En ocasiones puede ser algo puntual, como cuando se ha comido mucho picante durante la cena o se ha cometido algún pequeño exceso, que acaba interrumpiendo nuestro descanso a media noche con esa molesta acidez. ¿Qué podemos hacer en estos casos? La gastroenteróloga Mariana Puche señala las siguientes recomendaciones para combatir este padecimiento:
Lo primero que debes hacer cuando te despiertas con un ataque de acidez es levantarte. Ésto ayuda a que el ácido no suba al esófago.
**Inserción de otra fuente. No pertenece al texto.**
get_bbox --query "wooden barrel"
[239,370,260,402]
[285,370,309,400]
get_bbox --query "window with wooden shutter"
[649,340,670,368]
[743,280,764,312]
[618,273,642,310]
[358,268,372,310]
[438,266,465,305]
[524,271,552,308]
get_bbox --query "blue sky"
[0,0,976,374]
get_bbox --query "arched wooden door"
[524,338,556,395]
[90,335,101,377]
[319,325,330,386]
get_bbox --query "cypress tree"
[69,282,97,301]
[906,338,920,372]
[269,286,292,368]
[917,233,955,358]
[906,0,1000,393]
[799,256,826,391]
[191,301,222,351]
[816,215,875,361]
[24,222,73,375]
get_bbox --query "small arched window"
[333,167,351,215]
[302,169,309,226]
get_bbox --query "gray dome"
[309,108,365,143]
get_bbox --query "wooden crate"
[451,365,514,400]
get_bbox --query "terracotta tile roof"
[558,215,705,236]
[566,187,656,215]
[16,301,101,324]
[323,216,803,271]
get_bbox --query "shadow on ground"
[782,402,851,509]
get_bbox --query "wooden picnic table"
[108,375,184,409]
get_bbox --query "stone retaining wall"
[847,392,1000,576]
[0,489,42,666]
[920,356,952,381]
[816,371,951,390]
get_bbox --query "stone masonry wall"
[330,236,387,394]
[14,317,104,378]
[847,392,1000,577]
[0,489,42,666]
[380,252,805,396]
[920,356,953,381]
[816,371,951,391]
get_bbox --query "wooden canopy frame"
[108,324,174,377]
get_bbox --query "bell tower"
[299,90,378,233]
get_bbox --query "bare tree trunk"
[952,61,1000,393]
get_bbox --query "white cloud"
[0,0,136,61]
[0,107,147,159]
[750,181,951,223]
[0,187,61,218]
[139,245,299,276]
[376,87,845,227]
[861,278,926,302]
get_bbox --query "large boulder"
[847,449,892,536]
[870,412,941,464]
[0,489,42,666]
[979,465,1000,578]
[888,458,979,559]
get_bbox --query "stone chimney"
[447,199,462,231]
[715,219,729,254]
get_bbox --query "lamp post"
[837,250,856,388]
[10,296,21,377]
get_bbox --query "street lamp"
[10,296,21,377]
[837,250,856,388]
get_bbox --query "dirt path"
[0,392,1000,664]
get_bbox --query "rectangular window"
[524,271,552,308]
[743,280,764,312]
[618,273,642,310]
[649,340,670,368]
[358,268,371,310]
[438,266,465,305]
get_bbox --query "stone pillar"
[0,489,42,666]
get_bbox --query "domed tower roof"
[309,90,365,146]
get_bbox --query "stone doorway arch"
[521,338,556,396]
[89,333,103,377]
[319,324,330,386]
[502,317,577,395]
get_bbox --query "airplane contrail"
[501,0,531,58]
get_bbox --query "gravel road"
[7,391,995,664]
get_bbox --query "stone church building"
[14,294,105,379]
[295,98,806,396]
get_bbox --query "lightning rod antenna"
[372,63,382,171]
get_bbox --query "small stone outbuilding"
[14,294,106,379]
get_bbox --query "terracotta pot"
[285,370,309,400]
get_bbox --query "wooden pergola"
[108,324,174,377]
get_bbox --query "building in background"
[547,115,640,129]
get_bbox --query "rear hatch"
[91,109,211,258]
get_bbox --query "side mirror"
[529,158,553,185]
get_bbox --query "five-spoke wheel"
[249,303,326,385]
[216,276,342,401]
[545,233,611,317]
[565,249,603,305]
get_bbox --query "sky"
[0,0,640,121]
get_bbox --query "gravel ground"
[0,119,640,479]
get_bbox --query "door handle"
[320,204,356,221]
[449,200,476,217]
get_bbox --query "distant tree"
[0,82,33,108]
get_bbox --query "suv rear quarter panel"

Bebe un vaso de agua fría. No bebas leche ni chupes mentas para apaciguar la acidez. La leche puede hacerte sentir bien y refrescarte mientras la ingieres, pero contiene grasas y proteínas que pueden hacer que tu estómago secrete más ácido y, en consecuencia, empeorar el cuadro. Las mentitas, aunque sean refrescantes, relajan la pequeña válvula situada entre el esófago y el estómago, cuya función es mantener el ácido acorralado. En cualquier caso, es fundamental que conozcas cuáles son los alimentos que ocasionan la acidez nocturna. Éstos pueden ser: soda y refrigerios con cafeína (los que nunca deberías beber antes de ir a dormir), alcohol, ajo, frutas cítricas, tomates, productos basados en tomates y chocolate. Se recomienda el consumo de una banana diaria, ya que funciona como un antiácido de excelente efectividad. Sin embargo, si ya estás experimentando los síntomas, la ingesta de una piña o lechosa servirá para tranquilizar el ardor naturalmente. Evita comer, al menos, dos horas antes de irte a la cama. Dormir sobre tu lado izquierdo o en cierto ángulo que conlleve algún grado de verticalidad podría ayudar a mantener el ácido bien acorralado. Si el cuadro es regular, si el dolor es severo, o si la acidez suele estar acompañada de vómitos, deberás consultar con un médico. Antes de ir a la cama, recuerda evitar los picantes, los alimentos grasosos, carbohidratos o que contengan cafeína. Si el problema es persistente deberás acudir a un gastroenterólogo para descartar una úlcera en el estómago.